Differentiation encompasses all aspects of the product or service if that aspect can influence the customer value and the firm’s relationships with customers that generate the overall customer experience.
Undertaking Social and Environmental Responsibility
In the 21st century, businesses have social responsibilities towards their customers, employees, and local communities, and have an obligation to keep their environmental footprint as minimal as possible. During the end of the 20th century, firms perceived that undertaking social and environmental responsibility would add costs to their products and result in lower profits or even losses. However, during the first decade of the 21st century, the practical experience of firms shows that by creating value by undertaking social and environmental responsibility, a firm can achieve a sustainable competitive advantage. Many large companies, such as Unilever, 3M, Procter and Gamble, and Marks and Spenser, have become extremely successful in generating long-term profitability. These companies have successfully addressed the sustainability issues of corporate social responsibility and the environment.
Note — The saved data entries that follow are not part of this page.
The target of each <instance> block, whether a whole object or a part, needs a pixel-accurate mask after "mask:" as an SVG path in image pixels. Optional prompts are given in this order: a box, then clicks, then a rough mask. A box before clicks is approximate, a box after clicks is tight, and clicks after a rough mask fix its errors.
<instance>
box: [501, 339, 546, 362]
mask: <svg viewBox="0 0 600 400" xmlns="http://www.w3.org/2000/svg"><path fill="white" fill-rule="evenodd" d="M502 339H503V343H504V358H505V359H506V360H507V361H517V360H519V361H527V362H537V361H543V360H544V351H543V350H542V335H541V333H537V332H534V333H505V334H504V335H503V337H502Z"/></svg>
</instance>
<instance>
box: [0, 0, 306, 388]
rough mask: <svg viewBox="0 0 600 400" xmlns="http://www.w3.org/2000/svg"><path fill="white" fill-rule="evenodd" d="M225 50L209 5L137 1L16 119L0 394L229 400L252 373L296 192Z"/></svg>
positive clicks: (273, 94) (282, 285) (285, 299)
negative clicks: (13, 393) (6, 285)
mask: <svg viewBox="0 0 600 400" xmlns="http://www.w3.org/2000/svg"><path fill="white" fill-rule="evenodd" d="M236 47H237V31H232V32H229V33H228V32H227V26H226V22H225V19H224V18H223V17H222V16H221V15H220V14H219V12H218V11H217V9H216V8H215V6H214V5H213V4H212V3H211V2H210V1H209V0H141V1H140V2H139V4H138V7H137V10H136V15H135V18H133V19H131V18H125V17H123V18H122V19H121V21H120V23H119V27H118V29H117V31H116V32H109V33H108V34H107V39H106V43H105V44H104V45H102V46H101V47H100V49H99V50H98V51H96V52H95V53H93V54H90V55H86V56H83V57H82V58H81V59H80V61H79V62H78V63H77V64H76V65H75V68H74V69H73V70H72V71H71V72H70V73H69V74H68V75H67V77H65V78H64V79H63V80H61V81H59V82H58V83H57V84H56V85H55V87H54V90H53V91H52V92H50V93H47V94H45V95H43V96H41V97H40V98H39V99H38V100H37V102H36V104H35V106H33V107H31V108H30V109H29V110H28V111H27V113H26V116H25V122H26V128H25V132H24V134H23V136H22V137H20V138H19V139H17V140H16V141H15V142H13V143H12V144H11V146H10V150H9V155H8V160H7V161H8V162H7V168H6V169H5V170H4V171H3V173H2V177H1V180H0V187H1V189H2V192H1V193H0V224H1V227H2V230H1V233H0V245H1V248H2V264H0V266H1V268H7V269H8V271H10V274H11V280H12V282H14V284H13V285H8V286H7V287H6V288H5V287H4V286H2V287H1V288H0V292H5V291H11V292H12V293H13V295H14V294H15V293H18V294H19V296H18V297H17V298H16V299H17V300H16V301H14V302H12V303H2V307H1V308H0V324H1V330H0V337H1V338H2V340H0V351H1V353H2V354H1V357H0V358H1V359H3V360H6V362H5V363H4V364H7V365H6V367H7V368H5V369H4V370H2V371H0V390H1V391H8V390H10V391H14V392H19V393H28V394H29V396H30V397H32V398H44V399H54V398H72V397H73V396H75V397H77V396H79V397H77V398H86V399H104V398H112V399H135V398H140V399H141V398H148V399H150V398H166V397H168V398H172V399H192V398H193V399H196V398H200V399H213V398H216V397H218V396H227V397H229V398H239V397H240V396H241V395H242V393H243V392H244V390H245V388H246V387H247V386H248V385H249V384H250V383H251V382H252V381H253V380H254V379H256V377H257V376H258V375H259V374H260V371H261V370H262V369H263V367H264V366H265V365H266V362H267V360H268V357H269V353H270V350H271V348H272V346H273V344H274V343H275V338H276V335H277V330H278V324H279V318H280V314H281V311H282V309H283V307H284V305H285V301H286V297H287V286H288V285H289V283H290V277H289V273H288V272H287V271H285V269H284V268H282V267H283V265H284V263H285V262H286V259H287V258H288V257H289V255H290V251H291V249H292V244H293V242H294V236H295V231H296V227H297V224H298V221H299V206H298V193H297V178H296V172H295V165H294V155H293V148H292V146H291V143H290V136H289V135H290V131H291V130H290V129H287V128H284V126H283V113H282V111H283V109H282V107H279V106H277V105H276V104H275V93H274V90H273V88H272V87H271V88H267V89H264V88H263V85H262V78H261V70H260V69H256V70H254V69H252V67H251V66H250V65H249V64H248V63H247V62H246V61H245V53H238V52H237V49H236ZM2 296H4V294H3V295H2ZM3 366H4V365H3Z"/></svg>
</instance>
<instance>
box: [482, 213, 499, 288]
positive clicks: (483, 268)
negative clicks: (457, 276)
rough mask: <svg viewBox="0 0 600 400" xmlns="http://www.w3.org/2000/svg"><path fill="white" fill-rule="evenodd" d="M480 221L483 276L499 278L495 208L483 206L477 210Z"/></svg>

Usually, undertaking social and environmental programs does not add monetary value to customers, but they add non-monetary strategic (functional and psychological) value, which can be converted into monetary benefits. For example, Dofasco, a Hamilton, Canada-based steel company before 1990, successfully competed based on a lower-cost strategy. But in the early 1990s, its status was reduced to a commodity provider, as it was struggling to compete profitably. After 1992, it followed a turnaround strategy to refocus on providing high-quality steel solutions and focused its efforts on technology and innovation, operational excellence, and intimate customer relationships. By 1999, it became the most profitable steel company in North America.
One reason behind Dofasco’s success was that it also incorporated social and environmental program initiatives in its 1992 turnaround strategy. This included a variety of training and development programs for company employees. Additionally, it invested in health, safety, and wellness programs in the workplace. These programs considerably improved productivity, reduced costs, and added value to the company’s products. As a result, the company reduced its workforce from 13,000 to 7,000.
Dofasco also addressed environmental quality issues by achieving ISO 14001 certification (International Environmental Standard) in 2002. Today, Dofasco is a subsidiary of ArcelorMittal, which is the world’s largest steel producer and has earned a leadership position in environmental sustainability.
References and Further Reading
- M. Grant, Contemporary Strategy Analysis (United Kingdom: John Wiley & Sons, Ltd., 2018), Chapters 4, and 15.
- Ashok N., Successful Innovative Companies Exploit Complex Sources of Competitive Advantages, A&N Strategy Consulting (April 21, 2020).
- Mark M. Davis, Fundamentals of Operations Management (Ryerson: McGraw-Hill Ltd, 2005), Chapter 2.
- L. Wheelen & J. D. Hunger, Strategic Management & Business Policy (New Jersey: Prentice-Hall, 2018), Chapter 4.
- A. Chernev, Strategic Marketing Management (USA: Cerebellum Press, 2014), Chapters 2, 5, and
- Ashok N., Role of Strategic Management in Achieving Sustainability, A&N Strategy Consulting (August 21, 2023).
- Nicole Voigt et al., Solving Steel’s Value-Added Riddle, Boston Consulting Group, May 8, 2018.
- Sustainability Report 2021, “Smarter steels for people and planet-ArcelorMittal North America.”